J.D. tells us how we can make a correction on a Google Map and Pedro hopes The Big Apple finally gets its recommended daily allowance of Google Fiber. In the news, Amazon is said to be working on its own line of smartphones; Facebook is ripping out the messaging functionality from its smartphone apps; Google purchases Titan Aerospace out from under Facebook; Samsung’s Galaxy S5 makes its official debut; Windows Phone 8.1 is getting raves; and a Linux distribution that leaves no trace on the host computer.
Merely having its own tablet and TV set-top box is clearly not enough to keep up with Google and Apple: Amazon is said to be working on its own line of smartphones now as well. According to the Boy Genius Report site and a few other sources, the flagship Amazon touchscreen phone will run a modified version of Android and sport a glasses-free 3D interface that can quickly whisk you to Amazon’s various online store departments. (And of course, the Web, where you can check out the True Detective/Family Circus mashup, Time is a Flat Circus.)
So much for the all-in-one approach: Facebook is ripping out the messaging functionality from its smartphone apps and forcing users who want to exchange messages within the service to download its separate Messenger app. Facebook claims the division of services makes messaging better and faster, but privacy advocates suggest a visit into the app’s settings to turn off location stamps and other potential annoyances like those Chat Head things.
Has there been a bit of upstreaming with the drones? According to The Wall Street Journal, Google has now slipped in and purchased Titan Aerospace, the drone maker of Facebook was flirting with earlier this year. However, The Social Network is paying $20 million for Ascenta, a company based in the United Kingdom that also makes unmanned solar-powered vehicles.
In mobile news, Samsung’s Galaxy S5 smartphone went on sale last week and seems to have sold a few units, even though Samsung has not released official sales figures yet. T-Mobile continues to stomp the data-plan paradigm and says it’s going to stop charging penalty fees for customers who go over their monthly limits. The company’s CEO also threw down the virtual gauntlet with an online petition and challenged its national-carrier rivals AT&T, Sprint and Verizon to lay off the overcharges as well.

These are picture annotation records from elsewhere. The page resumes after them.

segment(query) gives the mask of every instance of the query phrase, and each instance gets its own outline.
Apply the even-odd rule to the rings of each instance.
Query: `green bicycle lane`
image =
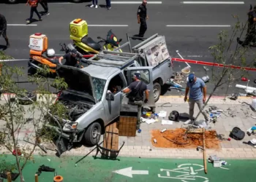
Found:
[[[256,160],[227,159],[225,168],[214,168],[208,164],[204,173],[203,159],[152,159],[118,157],[116,160],[82,157],[34,156],[23,170],[25,181],[34,181],[34,174],[40,165],[56,169],[63,181],[182,181],[207,182],[255,181]],[[8,164],[15,164],[13,156],[1,157]],[[1,165],[1,164],[0,164]],[[39,182],[53,181],[54,173],[42,172]],[[19,178],[15,181],[19,181]]]

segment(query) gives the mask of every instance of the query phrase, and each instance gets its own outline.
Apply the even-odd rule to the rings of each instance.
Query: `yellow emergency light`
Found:
[[[80,41],[83,37],[88,35],[88,25],[86,20],[78,18],[69,23],[70,39]]]

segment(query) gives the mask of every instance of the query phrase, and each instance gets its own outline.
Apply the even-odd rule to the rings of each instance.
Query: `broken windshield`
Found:
[[[101,79],[95,77],[91,77],[92,84],[95,92],[95,97],[97,101],[99,101],[102,99],[105,84],[106,84],[106,80]]]

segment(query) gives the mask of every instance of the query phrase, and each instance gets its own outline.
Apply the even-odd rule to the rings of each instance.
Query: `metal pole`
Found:
[[[34,181],[38,182],[38,175],[37,174],[34,175]]]
[[[179,57],[181,57],[181,59],[184,59],[182,58],[182,56],[180,55],[180,53],[178,53],[178,50],[176,50],[176,53],[178,55]],[[189,63],[187,63],[187,62],[185,62],[185,63],[187,65],[187,66],[189,66],[189,68],[191,68],[190,65],[189,65]]]
[[[7,172],[7,182],[12,182],[12,175],[10,172]]]
[[[131,42],[129,41],[129,37],[128,36],[128,33],[127,33],[127,41],[129,42],[129,52],[132,52],[132,46],[131,46]]]

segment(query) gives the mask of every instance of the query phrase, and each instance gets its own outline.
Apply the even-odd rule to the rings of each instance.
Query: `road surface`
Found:
[[[211,3],[211,1],[207,1]],[[220,1],[205,4],[202,1],[182,1],[179,0],[148,1],[148,30],[146,36],[154,33],[165,36],[167,48],[172,57],[177,58],[176,50],[178,50],[185,59],[194,59],[207,62],[214,60],[208,51],[208,47],[217,42],[217,34],[222,30],[230,31],[236,20],[232,16],[240,17],[241,21],[246,21],[246,12],[249,4],[254,1]],[[99,1],[99,4],[105,4]],[[54,1],[49,3],[50,15],[44,16],[42,22],[34,22],[30,25],[25,25],[25,20],[29,16],[29,7],[24,3],[18,4],[1,4],[1,12],[5,15],[8,27],[7,35],[11,47],[6,53],[15,59],[27,59],[29,49],[28,47],[29,36],[41,32],[48,37],[49,48],[54,48],[56,53],[60,53],[60,42],[69,43],[69,23],[75,18],[86,20],[89,25],[89,35],[93,39],[97,36],[105,36],[110,29],[113,29],[117,37],[126,40],[126,33],[132,36],[138,33],[139,25],[137,23],[136,11],[140,1],[112,1],[112,9],[94,9],[89,7],[91,2],[79,4],[68,3],[64,1]],[[102,4],[104,5],[104,4]],[[42,8],[40,5],[39,11]],[[34,17],[37,18],[36,15]],[[133,41],[135,45],[139,41]],[[4,40],[0,39],[0,44],[4,44]],[[252,50],[253,52],[255,50]],[[18,60],[8,63],[12,66],[24,68],[26,74],[27,60]],[[198,77],[206,74],[202,66],[192,65],[192,71]],[[175,71],[180,71],[185,67],[184,63],[175,63]],[[211,72],[207,73],[210,77]],[[248,76],[254,80],[255,72],[250,72]],[[26,81],[24,76],[20,81]],[[212,81],[212,79],[211,79]],[[243,84],[246,83],[242,83]],[[249,85],[255,86],[253,82]],[[35,87],[31,83],[20,84],[21,87],[33,90]],[[208,90],[213,89],[212,82],[208,84]],[[228,93],[243,92],[235,90],[235,84]],[[225,89],[219,88],[217,94],[224,95]],[[176,91],[167,92],[166,95],[177,95]]]
[[[202,155],[203,156],[203,155]],[[34,156],[34,163],[29,162],[23,170],[25,181],[34,181],[40,165],[56,169],[63,181],[173,181],[173,182],[240,182],[255,181],[255,160],[227,160],[224,168],[214,168],[208,164],[208,173],[203,170],[202,159],[150,159],[118,157],[117,160],[89,156],[75,166],[83,157]],[[4,158],[7,164],[14,164],[15,157]],[[52,181],[53,173],[42,172],[39,181]],[[18,178],[15,181],[19,181]]]

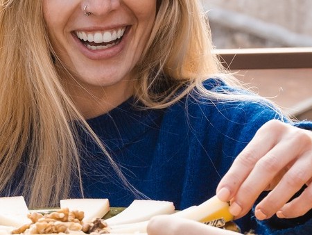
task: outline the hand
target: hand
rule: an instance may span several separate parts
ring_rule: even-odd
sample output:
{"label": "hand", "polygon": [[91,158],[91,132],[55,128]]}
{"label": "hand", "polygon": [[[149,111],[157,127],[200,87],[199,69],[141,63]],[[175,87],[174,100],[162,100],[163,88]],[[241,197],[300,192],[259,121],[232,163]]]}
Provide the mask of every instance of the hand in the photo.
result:
{"label": "hand", "polygon": [[[280,121],[260,128],[220,181],[217,196],[230,201],[236,218],[246,214],[263,191],[271,191],[256,206],[259,220],[275,213],[295,218],[312,208],[312,132]],[[304,184],[307,188],[287,202]]]}
{"label": "hand", "polygon": [[148,223],[147,232],[148,235],[241,234],[199,222],[171,216],[158,216],[153,218]]}

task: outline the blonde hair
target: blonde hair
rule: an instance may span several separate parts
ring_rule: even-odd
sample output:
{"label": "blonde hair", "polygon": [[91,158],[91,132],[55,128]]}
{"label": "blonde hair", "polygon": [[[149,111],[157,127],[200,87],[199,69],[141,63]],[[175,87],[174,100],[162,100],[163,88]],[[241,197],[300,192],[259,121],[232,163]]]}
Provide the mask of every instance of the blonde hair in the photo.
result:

Windows Phone 8.1 is getting some good reviews, including one from the Ars Technica site that calls it “a magnificent smartphone platform.” The new mobile OS can apparently accept passes designed for Apple’s Passbook app and the new Cortana assistant got special raves.
Hopefully, everyone has their servers patched and their passwords changed after the Heartbleed bug hit the headlines last week. The National Journal notes that while the bug was publicized on April 7th, the Google engineer and the Finnish security team at Codenomicon actually uncovered the flaw earlier in March. Google fixed its own servers and told a few other companies about the gaping security hole, but didn’t tell the US government.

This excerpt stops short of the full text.